From: Uladzislau Rezki <urezki@gmail.com>
To: Christoph Hellwig <hch@infradead.org>
Cc: Mel Gorman <mgorman@suse.de>,
Christoph Hellwig <hch@infradead.org>,
Andrew Morton <akpm@linux-foundation.org>,
linux-mm@kvack.org, LKML <linux-kernel@vger.kernel.org>,
Matthew Wilcox <willy@infradead.org>,
Nicholas Piggin <npiggin@gmail.com>,
Hillf Danton <hdanton@sina.com>, Michal Hocko <mhocko@suse.com>,
Oleksiy Avramchenko <oleksiy.avramchenko@sonymobile.com>,
Steven Rostedt <rostedt@goodmis.org>
Subject: Re: [PATCH 2/3] mm/vmalloc: Switch to bulk allocator in __vmalloc_area_node()

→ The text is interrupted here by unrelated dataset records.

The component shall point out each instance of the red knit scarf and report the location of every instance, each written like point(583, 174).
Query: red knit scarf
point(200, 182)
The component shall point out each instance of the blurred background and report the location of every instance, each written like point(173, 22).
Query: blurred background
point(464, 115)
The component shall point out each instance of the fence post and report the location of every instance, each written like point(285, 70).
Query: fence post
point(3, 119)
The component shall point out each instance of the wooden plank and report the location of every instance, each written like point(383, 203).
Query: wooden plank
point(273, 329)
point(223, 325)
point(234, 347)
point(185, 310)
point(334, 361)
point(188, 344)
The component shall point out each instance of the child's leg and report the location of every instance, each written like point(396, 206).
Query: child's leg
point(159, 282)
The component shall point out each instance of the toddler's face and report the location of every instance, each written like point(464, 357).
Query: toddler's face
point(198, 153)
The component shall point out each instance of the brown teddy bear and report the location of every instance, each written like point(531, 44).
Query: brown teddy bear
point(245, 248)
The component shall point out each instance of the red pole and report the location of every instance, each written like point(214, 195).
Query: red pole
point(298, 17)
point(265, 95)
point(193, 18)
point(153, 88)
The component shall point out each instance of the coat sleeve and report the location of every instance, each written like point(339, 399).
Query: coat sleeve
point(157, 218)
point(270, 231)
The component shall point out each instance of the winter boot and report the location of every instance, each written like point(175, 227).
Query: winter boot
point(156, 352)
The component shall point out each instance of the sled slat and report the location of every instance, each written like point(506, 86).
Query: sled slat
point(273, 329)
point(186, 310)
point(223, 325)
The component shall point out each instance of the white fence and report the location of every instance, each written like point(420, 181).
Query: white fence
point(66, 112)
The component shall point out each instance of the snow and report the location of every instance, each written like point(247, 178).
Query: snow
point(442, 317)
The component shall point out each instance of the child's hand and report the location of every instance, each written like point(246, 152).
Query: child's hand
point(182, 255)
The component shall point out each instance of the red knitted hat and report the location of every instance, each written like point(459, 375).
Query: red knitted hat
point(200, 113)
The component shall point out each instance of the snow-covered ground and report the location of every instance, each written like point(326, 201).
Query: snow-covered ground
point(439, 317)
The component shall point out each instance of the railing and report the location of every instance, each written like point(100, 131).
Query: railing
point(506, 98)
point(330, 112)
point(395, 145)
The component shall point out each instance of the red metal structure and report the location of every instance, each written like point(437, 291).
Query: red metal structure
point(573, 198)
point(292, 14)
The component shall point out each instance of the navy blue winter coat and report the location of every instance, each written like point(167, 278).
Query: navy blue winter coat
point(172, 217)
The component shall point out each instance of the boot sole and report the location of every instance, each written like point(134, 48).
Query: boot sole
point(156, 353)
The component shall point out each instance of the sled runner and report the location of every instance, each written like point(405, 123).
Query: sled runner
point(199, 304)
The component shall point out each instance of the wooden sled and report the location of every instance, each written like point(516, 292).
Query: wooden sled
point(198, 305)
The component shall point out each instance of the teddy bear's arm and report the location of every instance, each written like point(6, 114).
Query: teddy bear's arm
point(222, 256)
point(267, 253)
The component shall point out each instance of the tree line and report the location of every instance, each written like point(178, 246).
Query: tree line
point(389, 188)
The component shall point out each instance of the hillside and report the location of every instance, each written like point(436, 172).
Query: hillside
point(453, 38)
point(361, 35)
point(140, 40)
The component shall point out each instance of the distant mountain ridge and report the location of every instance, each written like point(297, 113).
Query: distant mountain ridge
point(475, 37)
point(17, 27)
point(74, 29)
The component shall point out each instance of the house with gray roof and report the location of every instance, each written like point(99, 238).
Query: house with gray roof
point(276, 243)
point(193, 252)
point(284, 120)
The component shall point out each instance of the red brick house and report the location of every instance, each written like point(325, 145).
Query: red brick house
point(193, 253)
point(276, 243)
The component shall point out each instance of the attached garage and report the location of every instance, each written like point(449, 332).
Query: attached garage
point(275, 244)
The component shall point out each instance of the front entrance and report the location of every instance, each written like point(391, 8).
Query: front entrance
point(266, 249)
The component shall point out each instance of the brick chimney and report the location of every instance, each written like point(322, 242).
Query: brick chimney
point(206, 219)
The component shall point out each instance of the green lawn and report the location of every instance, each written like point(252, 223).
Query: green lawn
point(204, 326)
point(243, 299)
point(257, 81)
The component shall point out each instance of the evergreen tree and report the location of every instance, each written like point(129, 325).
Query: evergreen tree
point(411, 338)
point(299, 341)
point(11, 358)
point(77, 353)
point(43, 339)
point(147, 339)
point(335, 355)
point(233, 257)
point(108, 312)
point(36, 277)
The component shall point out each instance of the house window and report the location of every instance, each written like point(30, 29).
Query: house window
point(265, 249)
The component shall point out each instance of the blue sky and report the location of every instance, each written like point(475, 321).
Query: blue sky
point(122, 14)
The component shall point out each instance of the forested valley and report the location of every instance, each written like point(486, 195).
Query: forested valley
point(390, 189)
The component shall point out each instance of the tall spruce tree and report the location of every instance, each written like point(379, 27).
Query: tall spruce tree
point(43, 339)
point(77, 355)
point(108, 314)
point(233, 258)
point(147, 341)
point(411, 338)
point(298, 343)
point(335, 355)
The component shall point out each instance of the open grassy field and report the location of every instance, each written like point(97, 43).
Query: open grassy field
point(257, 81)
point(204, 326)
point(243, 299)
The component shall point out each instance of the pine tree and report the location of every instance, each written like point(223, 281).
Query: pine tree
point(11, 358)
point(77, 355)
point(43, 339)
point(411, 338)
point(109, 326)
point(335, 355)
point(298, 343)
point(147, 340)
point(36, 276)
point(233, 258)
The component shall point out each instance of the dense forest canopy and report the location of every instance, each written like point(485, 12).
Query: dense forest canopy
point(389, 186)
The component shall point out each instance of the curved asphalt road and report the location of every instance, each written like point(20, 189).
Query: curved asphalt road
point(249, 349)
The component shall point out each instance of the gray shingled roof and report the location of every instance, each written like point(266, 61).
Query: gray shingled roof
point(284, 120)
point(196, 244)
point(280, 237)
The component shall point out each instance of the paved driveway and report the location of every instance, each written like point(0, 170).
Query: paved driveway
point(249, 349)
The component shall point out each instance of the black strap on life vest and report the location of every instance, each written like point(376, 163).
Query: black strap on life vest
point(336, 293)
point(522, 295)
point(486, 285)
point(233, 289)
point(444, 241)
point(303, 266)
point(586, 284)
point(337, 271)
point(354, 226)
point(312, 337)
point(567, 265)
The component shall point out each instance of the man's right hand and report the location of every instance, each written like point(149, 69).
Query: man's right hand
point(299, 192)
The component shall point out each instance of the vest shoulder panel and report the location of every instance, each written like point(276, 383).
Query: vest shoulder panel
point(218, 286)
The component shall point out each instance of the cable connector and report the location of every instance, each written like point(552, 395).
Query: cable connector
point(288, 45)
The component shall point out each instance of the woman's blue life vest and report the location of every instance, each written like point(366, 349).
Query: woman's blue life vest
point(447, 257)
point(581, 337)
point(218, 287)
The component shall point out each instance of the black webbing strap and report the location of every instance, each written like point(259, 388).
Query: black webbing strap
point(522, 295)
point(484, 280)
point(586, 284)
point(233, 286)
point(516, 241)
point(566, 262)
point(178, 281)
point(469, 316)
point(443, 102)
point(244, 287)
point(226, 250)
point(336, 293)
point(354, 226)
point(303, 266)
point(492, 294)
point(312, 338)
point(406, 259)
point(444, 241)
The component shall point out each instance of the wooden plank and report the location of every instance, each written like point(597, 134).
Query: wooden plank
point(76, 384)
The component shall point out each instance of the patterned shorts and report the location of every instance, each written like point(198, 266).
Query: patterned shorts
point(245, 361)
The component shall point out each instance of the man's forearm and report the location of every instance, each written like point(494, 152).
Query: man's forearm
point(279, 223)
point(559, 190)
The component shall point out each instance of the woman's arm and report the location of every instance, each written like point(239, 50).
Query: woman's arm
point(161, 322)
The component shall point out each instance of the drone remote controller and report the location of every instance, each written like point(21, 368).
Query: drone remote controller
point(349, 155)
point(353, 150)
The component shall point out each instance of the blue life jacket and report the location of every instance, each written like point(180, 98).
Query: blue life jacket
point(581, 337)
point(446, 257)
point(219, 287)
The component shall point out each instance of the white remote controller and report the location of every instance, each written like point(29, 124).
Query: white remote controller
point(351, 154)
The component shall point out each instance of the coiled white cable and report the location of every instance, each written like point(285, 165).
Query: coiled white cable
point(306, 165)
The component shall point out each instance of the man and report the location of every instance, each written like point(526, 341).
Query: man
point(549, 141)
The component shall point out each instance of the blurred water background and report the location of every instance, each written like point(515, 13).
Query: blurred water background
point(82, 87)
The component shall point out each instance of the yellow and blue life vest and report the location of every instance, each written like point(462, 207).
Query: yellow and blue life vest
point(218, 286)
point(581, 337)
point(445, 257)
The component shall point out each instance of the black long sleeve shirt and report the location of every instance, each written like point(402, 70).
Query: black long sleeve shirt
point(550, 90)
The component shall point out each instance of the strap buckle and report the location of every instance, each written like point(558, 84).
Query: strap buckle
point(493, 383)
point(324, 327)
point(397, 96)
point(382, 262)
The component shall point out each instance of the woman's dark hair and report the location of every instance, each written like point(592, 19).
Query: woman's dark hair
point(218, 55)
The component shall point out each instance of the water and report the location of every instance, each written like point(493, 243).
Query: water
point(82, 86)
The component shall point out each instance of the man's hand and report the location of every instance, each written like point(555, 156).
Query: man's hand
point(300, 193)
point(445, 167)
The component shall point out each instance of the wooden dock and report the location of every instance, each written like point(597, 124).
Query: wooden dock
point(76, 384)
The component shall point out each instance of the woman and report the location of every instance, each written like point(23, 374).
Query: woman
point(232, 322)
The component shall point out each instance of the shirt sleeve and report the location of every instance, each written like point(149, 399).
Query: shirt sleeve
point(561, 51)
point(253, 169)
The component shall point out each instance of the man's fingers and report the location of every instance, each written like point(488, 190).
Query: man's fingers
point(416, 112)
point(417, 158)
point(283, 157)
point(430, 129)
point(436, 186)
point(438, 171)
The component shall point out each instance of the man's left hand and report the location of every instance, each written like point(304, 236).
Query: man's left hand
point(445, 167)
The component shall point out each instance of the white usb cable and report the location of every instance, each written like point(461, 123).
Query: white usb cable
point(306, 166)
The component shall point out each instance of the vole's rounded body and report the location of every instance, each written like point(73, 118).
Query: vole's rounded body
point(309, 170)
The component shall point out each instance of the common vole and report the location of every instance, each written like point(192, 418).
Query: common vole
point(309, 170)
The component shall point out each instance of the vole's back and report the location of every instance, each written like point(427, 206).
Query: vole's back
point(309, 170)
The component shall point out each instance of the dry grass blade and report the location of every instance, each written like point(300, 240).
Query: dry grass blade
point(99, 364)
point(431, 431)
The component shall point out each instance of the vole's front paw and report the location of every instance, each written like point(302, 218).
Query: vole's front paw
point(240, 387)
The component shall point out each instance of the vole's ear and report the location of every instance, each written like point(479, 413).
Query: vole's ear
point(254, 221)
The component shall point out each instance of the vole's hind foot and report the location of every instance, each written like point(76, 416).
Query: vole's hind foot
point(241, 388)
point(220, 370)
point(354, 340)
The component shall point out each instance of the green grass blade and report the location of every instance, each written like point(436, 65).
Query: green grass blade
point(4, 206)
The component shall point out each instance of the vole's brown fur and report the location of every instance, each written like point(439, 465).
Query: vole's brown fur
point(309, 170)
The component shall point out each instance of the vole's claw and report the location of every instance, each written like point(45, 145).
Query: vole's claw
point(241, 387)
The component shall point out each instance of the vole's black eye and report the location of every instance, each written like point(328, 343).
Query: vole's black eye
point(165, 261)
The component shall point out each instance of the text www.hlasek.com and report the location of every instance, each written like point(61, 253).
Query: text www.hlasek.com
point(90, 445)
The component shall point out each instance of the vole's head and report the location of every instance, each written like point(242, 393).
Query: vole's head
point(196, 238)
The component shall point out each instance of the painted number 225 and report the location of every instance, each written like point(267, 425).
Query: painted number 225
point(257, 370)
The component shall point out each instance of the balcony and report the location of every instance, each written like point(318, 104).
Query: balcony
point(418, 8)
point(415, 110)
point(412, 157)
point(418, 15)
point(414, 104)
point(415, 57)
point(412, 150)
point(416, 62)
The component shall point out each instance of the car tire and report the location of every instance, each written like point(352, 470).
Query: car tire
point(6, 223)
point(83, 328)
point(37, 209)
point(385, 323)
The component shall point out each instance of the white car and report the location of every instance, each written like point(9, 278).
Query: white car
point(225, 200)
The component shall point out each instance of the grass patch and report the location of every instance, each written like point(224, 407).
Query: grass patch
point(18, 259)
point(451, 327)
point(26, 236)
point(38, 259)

Date: Wed, 19 May 2021 23:07:50 +0200 [thread overview]
Message-ID: <20210519210750.GA5615@pc638.lan> (raw)
In-Reply-To: <20210519195214.GA2343@pc638.lan>
On Wed, May 19, 2021 at 09:52:14PM +0200, Uladzislau Rezki wrote:
> > On Wed, May 19, 2021 at 04:39:00PM +0200, Uladzislau Rezki wrote:
> > > > > + /*
> > > > > + * If not enough pages were obtained to accomplish an
> > > > > + * allocation request, free them via __vfree() if any.
> > > > > + */
> > > > > + if (area->nr_pages != nr_small_pages) {
> > > > > + warn_alloc(gfp_mask, NULL,
> > > > > + "vmalloc size %lu allocation failure: "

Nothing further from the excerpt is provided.